From Innovation to Impact: Why Ethical AI Is Critical for the Future of Biopharma, According to Leen Kawas

Leen Kawas
Leen Kawas

Artificial intelligence and machine learning have emerged as transformative forces within the biotechnology and pharmaceutical industries, promising to revolutionize everything from drug discovery to clinical trials and personalized medicine. However, as these technologies become increasingly integrated into healthcare applications, questions surrounding their ethical implementation have taken center stage. Biotechnology leader Leen Kawas offers valuable insights on balancing technological advancement with ethical responsibility in this rapidly advancing sector.
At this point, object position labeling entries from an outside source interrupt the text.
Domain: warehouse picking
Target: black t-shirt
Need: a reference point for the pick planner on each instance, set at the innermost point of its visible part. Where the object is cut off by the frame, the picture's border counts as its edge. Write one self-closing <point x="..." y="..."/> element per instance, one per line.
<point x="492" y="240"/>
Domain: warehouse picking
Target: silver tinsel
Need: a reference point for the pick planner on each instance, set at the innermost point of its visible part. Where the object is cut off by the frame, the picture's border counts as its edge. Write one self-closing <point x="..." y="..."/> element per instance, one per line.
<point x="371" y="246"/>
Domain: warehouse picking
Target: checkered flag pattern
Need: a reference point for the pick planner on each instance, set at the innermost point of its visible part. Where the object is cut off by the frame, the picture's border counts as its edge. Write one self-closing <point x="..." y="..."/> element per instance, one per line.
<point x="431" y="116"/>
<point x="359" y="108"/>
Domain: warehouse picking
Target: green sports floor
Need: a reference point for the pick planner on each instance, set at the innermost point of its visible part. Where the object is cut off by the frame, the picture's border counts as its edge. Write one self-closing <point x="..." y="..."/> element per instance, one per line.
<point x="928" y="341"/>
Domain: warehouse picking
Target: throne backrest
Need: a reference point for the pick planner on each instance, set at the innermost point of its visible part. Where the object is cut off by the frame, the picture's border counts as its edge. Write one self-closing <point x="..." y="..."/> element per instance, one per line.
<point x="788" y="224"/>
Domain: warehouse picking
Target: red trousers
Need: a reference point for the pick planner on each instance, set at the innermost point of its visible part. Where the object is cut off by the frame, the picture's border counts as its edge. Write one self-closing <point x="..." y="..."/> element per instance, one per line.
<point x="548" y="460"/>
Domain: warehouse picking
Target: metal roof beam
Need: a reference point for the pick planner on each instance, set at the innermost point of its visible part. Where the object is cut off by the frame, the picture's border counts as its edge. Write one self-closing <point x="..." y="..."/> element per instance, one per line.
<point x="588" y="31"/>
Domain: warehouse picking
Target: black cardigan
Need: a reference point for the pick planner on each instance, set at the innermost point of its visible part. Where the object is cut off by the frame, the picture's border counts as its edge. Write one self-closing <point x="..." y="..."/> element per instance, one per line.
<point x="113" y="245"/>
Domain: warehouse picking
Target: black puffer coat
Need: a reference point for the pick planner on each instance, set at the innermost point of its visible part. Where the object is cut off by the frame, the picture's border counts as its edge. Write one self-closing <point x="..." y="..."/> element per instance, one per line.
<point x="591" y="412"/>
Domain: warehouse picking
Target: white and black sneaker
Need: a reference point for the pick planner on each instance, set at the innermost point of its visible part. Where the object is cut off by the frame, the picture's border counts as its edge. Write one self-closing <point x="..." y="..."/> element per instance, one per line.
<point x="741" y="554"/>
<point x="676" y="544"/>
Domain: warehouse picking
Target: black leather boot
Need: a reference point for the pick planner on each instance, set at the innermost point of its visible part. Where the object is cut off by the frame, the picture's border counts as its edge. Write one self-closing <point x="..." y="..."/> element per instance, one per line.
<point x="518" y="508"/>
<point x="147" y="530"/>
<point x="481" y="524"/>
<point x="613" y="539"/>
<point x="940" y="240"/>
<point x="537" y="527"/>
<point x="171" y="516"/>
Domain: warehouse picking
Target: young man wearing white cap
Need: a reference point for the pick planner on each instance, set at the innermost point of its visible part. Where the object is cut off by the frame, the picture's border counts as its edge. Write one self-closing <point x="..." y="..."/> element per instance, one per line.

The Growing Influence of AI in Biotechnology

According to Leen Kawas, Managing General Partner at Propel Bio Partners, AI and machine learning capabilities are driving significant advancements across multiple facets of healthcare.

"AI capabilities are integral to more accurate diagnostics, personalized patient treatment, and chronic disease prediction, among other applications," explains Leen Kawas. "AI and ML are anticipated to have the most transformative effect on pharmaceutical research and development."

This dramatic shift is being fueled by improvements in computational power and data science capabilities that enable researchers to capture and process massive, diverse datasets with unprecedented efficiency. "AI/ML have been used in drug discovery in the last two decades. What is even more exciting is that now we are seeing an increased focus on the utilization of AI/ML in clinical trials and conduct," Leen Kawas notes.

The integration of AI brings tangible benefits to pharmaceutical development timelines. Traditional drug discovery and optimization, including animal testing, typically requires three to five years before human trials can commence. With AI-powered approaches, biotechnology companies can potentially identify and design promising drug candidates more efficiently, leading to cost savings that could ultimately benefit patients.

Balancing Innovation with Ethical Considerations

While AI holds enormous potential for accelerating drug development, Leen Kawas emphasizes that responsible implementation requires thoughtful consideration of ethical implications. "AI enables us to bring a number of different data (like omics, metabolomics, proteomics, epigenetics, and clinical presentation) to empower more accurate and comprehensive decision-making," she explains.

However, this broad data collection and analysis capability raises important concerns about patient privacy and data security. As biotechnology companies increasingly rely on AI to process sensitive information—from personal identifiers to medical records, wearable-generated data, and even genetic sequences—protecting this information becomes paramount.

"In 2024, regulatory bodies have responded by implementing strict data protection measures," Leen Kawas points out. "Each applicable biotech must maintain secure servers and stringent access controls. Sensitive data encryption is also required."

The consequences of inadequate data protection extend beyond regulatory penalties to include damaged reputation and eroded patient trust. Leen Kawas warns that failure to implement robust security measures could make it "even harder to recruit participants for upcoming clinical trials."

Creating Human-Centered AI Applications

A distinguishing characteristic of effective AI implementation in healthcare is maintaining a focus on human impact. Leen Kawas advocates for approaches that center on genuine patient needs rather than pursuing technological advancement solely for its own sake.

"Using AI to have a holistic view of patients and individuals can lead to the discovery of new therapies or technologies that can help humans live healthier and better," says Leen Kawas. This perspective represents a departure from purely technical approaches, incorporating a broader consideration of how innovations affect patients' lives.

This human-centered philosophy extends to addressing real-world healthcare challenges. For instance, AI technology can analyze diagnostic performance, potentially reducing misdiagnosis rates that currently affect nearly 12 million Americans seeking outpatient care annually. Similarly, AI-enhanced software can analyze treatment outcomes and recommend personalized approaches based on individual patient profiles.

Fostering Inclusive AI Development

Creating ethical AI systems requires diverse perspectives throughout the development process. Leen Kawas notes that female leaders often excel at building teams that bring varied viewpoints to technological development, helping ensure that innovations address needs across different demographic groups.

"When you have a woman on the helm (or part of the executive team), returns are higher, cultures are more inclusive, and innovation has a different, unique flavor," Leen Kawas remarks. This diversity of thought proves especially valuable when developing treatments for global health challenges.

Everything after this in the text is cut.